# Math Help - qa is rational if and only if q = 0

1. ## qa is rational if and only if q = 0

This is exactly how the book states it.

Let q ∈ Q and a ∈ R\Q

Does a mean real number? I don't even know what R\Q is..

qa is rational if and only if q=0

2. Originally Posted by glover_m
This is exactly how the book states it.

Let q ∈ Q and a ∈ R\Q

Does a mean real number? I don't even know what R\Q is..

qa is rational if and only if q=0
$\mathbb{R} \backslash \mathbb{Q}$ is the reals with the rationals removed.

So $x \in \mathbb{R} \backslash \mathbb{Q}$ if and only if $x \in \mathbb{R}$ and $x \not\in \mathbb{Q}$.

With that the rest should be easy enough.

CB

3. Originally Posted by CaptainBlack
$\mathbb{R} \backslash \mathbb{Q}$ is the reals with the rationals removed.

So $x \in \mathbb{R} \backslash \mathbb{Q}$ if and only if $x \in \mathbb{R}$ and $x \not\in \mathbb{Q}$.
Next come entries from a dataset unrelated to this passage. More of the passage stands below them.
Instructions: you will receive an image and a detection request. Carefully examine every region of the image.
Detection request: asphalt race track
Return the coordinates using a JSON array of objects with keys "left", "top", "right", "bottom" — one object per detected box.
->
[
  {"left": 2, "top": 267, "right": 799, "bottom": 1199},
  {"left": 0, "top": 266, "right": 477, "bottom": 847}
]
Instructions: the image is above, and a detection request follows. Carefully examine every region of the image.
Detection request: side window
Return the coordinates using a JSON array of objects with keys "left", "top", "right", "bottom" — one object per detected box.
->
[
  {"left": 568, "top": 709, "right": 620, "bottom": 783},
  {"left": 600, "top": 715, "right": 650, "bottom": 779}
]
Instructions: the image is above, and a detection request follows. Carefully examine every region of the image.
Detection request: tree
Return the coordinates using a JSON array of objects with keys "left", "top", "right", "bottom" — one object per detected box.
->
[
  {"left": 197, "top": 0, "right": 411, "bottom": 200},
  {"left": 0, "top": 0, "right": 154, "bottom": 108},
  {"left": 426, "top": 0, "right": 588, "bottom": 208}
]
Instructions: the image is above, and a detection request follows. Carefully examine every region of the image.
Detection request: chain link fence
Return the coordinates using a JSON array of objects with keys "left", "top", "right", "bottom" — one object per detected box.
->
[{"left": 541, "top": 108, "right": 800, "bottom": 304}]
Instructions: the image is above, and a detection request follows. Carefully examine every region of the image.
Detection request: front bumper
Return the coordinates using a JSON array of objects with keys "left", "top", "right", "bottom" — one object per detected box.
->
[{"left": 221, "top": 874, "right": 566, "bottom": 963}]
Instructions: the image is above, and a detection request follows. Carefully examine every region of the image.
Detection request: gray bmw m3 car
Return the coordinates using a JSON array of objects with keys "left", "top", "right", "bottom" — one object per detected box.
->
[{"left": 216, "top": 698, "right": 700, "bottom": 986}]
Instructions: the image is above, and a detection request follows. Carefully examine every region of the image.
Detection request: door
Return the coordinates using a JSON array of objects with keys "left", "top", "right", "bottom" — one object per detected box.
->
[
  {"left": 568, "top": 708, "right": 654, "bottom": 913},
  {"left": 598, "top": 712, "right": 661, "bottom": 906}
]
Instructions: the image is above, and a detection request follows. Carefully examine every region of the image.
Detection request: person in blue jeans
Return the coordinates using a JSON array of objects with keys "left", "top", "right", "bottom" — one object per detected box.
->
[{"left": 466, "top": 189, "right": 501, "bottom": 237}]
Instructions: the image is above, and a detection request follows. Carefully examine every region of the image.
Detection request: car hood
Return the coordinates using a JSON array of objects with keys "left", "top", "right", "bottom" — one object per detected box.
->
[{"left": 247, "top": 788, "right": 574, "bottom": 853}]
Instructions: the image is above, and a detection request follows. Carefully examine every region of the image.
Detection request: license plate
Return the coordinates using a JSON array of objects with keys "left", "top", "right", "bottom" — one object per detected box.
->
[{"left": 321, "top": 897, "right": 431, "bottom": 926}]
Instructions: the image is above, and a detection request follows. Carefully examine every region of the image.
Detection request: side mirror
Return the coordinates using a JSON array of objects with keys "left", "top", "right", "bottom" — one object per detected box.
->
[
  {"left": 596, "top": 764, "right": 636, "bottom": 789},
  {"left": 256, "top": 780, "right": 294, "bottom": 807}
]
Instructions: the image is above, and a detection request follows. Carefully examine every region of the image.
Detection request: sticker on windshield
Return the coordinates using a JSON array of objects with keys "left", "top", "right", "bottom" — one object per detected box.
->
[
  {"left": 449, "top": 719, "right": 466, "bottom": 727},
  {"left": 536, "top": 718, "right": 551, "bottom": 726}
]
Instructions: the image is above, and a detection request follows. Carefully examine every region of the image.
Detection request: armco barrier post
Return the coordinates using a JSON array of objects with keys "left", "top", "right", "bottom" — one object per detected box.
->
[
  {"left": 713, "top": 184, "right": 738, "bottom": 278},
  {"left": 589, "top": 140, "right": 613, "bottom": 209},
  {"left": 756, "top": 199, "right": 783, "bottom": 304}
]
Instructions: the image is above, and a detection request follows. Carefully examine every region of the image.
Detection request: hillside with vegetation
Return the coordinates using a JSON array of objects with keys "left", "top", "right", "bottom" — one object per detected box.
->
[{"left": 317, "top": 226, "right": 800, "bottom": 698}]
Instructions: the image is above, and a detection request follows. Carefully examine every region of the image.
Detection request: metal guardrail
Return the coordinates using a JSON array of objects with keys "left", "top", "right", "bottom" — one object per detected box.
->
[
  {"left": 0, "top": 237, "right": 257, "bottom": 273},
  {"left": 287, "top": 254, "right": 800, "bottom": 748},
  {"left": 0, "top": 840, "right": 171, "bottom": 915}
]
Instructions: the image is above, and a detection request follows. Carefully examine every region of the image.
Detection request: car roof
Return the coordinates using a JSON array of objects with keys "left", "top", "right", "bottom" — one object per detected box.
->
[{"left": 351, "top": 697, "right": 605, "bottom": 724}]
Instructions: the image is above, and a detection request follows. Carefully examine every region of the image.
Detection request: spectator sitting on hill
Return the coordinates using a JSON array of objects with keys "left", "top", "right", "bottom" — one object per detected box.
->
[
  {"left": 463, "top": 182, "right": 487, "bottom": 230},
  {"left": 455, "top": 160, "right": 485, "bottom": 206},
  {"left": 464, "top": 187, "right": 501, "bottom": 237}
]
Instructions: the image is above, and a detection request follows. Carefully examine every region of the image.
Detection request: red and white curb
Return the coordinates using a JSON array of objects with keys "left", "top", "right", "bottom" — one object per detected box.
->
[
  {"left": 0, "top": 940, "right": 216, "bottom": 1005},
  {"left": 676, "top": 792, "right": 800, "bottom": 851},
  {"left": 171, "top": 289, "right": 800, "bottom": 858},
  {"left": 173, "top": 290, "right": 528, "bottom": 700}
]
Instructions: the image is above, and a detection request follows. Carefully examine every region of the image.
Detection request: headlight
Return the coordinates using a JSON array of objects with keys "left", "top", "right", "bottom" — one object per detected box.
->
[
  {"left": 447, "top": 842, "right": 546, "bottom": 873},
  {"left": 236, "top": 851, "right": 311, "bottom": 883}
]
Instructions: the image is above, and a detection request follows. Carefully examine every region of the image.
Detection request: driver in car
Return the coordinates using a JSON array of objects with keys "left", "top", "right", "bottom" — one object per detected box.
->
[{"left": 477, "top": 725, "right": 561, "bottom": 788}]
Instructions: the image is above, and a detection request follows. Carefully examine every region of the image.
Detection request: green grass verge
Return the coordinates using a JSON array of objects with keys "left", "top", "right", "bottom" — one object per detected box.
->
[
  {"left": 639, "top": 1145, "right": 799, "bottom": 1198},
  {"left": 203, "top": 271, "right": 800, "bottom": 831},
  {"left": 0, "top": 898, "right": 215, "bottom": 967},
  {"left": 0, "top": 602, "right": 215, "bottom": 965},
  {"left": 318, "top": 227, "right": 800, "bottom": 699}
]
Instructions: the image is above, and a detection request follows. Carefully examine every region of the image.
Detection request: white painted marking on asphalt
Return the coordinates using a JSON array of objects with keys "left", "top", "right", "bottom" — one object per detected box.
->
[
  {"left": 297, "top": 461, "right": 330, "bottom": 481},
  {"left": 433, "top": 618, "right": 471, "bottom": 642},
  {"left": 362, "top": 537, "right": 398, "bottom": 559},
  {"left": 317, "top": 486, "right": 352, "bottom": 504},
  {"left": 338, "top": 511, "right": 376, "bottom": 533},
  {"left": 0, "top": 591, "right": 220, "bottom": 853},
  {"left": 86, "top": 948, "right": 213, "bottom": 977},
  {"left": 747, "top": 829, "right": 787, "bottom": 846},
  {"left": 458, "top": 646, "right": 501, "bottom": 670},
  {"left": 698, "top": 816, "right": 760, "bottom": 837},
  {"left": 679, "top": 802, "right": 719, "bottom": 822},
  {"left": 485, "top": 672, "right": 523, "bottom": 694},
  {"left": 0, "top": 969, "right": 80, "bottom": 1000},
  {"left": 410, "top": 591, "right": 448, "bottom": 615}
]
With that the rest should be easy enough.

CB
yah not really, i figured it was the irrationals, but not sure about proving that heh

the way my teacher does it is he proves both ways.

so in -<<<
Suppose q = 0 = x/y

qa = 0a = 0 =x/y

therefore qa is rational if q=0

but going ->>>>
suppose qa is rational

q=
.
.
.
.
.
=0

that's what i dont understand how to do, i think i understand the first part, but not the second direction.

4. Suppose that q$\neq$0.

Since q is rational and not zero
$q=\frac{x}{y}$
where x$\neq$0.

qa is rational, so

$qa=\frac{z}{w}$
Combining these two we get
$a\frac{x}{y}=\frac{z}{w}\Rightarrow a=\frac{zy}{wx}$
(We can divide by x because it is not zero)
But this means that a is rational, contradiction.
Therefore it must be q=0.

5. Originally Posted by Halmos Rules
Suppose that q$\neq$0.

Since q is rational and not zero
$q=\frac{x}{y}$
where x$\neq$0.

qa is rational, so

$qa=\frac{z}{w}$
Combining these two we get
$a\frac{x}{y}=\frac{z}{w}\Rightarrow a=\frac{zy}{wx}$
(We can divide by x because it is not zero)
But this means that a is rational, contradiction.
Therefore it must be q=0.
You don't really need to go back to the x/y definition of rationals (although you can of course). If q is not 0, then q has a multiplicative inverse and the rationals are closed under multiplication.